A Sciences-Po, face à la vice-présidente du site qui affirme
accorder autant d’importance à une « émotion cute » qu’aux
droits de l’homme, l’auditoire est perplexe. Reste que la
recette BuzzFeed est très lucrative. La firme se paye le luxe
d’être profitable dans une industrie en quête d’un modèle
économique viable.
Dès lors, l’avenir des médias est-il au mélange des genres ?
Le chroniqueur Vincent Glad s’est penché sur le sujet dès
2009, afin de délimiter cette nouvelle approche. Sa
définition ? Traiter des sujets désopilants avec grand sérieux
ou, à l’inverse, aborder une actualité respectable sous un
angle comique.
Une large palette de jeunes médias adopte ce mix hybride avec
succès. Des reportages trash-underground de Vice aux articles
« intellol » de Brain Magazine, le style se répand. Chez les
français Topito et Minutebuzz, on reproduit plutôt le concept
des listes partageables. Ce mouvement reprend, dans une
certaine mesure, les codes de « l’humour Canal + ». Ainsi, Le
Petit Journal aspire à décrypter l’actualité politico-people
de façon décalée.

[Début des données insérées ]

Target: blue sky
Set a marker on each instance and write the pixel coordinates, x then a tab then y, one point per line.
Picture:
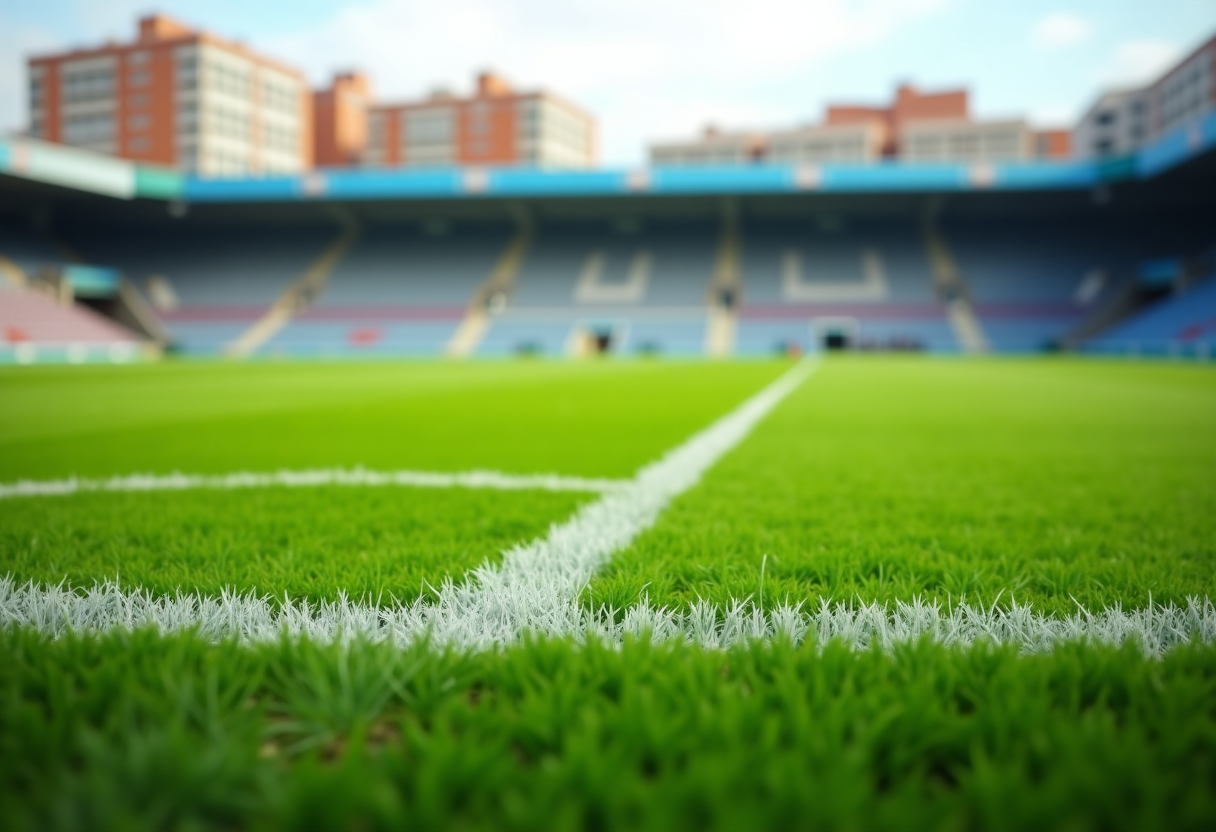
664	68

Certes, ce ton décalé n’est pas tout neuf —
Charlie Hebdo officie depuis 1970 — mais l’ère de la culture
web semble revitaliser l’infotainment, tantôt mainstream
tantôt branchouille.
Un subtil équilibre
Si le divertissement semble faire de plus en plus recette, on
peut toutefois douter des prétentions journalistiques d’un
BuzzFeed. Pour capter l’attention sans cesse plus volatile des
« consommateurs d’info », les médias doivent s’adapter aux
nouveaux usages du Net.
De façon plus ou moins voilée, la chasse aux clics semble donc
se généraliser chez les médias traditionnels. On ne s’étonne
ainsi plus que l’article le plus partagé en 2011 sur
LeMonde.fr soit intitulé « Un chat kleptomane a volé 600
objets ».
A l’ère des réseaux sociaux, le juste équilibre est difficile
à trouver pour les médias, tant les sirènes lucratives du LOL
se font entendre. L’essor de BuzzFeed et consorts interroge en
tout cas l’avenir de la profession, fragilisée par l’évolution
des comportements. Pour éviter que se développe une
information à deux vitesses, le journalisme doit se réinventer
et surmonter sa crise d’identité.
En toile de fond, c’est bien la crédibilité des médias qui est
questionnée. En 2011, 40% des Français déclaraient que la
qualité des médias a diminué au cours des dix dernières
années. L’essor de l’info-LOL ne risque pas d’y remédier.
Bousculés par le rayonnement inédit de cette pop culture, les
médias semblent pris au piège. Entre tentation du
divertissement ou rejet de ce mouvement, la réponse est
hésitante.
En tout cas, le LOL est parvenu à gagner ses lettres de
noblesse en infiltrant les instances intellectuelles
traditionnelles. C’est une évolution paradoxale pour une
webculture spontanée, vue à l’origine comme un champ
d’expression à contre-courant du discours médiatique dominant.
Les mauvaises langues diront que le « Laughing Out Loud » a
perdu de son charme en surgissant des entrailles du Net pour
inonder l’espace mainstream. Reste qu’en déstabilisant les
standards journalistiques, l’esprit décadent de
contreculture virtuelle est toujours bien présent.